To be perfectly clear about this, there is no such thing as a CORBA-standard for third-party developers to write to. They have to write to some proprietary standard for communicating messages among various tools, whatever transport system is used to ferry the messages. CORBA enables communication between distributed objects, but the objects still have to agree about what needs to be communicated, and that's essentially an API. Assuming that all API's get the job done reasonably and efficiently, third party developers would hardly favor INTS API over WIND's, or anyone elses. Instead third party developers are driven entirely by greed. They only want maximum market access, and will do anything to make their tools work in the dominant market.

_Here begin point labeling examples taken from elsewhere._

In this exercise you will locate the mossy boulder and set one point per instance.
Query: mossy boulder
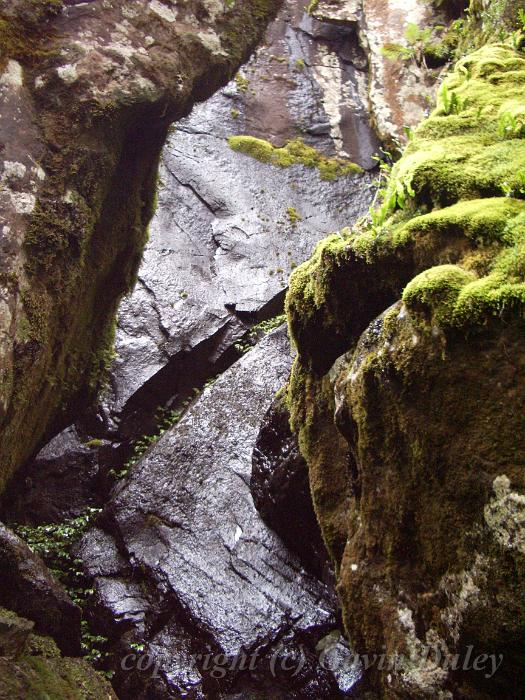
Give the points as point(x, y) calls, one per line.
point(407, 392)
point(37, 671)
point(88, 94)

CORBA is one of many standards competing for distributing objects, and it cannot be assumed to be available on even the majority of networks. For example, MSFT has a competing approach DCOM, and we all know it is foolish to ignore MSFT, especially when the host development platform showing the greatest growth in embedded systems is Windows 95/NT. Because CORBA is complicated and extremely heavy, it has never received much attention from embedded systems developers, which tend toward small and efficient everything. While some development shops may prefer CORBA, possibly because their networks are maintained by corporate IT shops running database applications on Unix, I believe it would be unnecessarily limiting to restrict the market for development environments to those using, or willing to use, CORBA. For this reason, I suspect that CORBA may prove to be a liability inhibiting INTS sales rather than an impetus expanding them - even if the company can overcome inherent technical problems their customers may face trying to work with so much weaponry for so little gain. For example, what is an INTS salesman supposed to say to a Windows NT DCOM shop? Providing CORBA support when wanted is a plus; requiring CORBA it is a serious negative.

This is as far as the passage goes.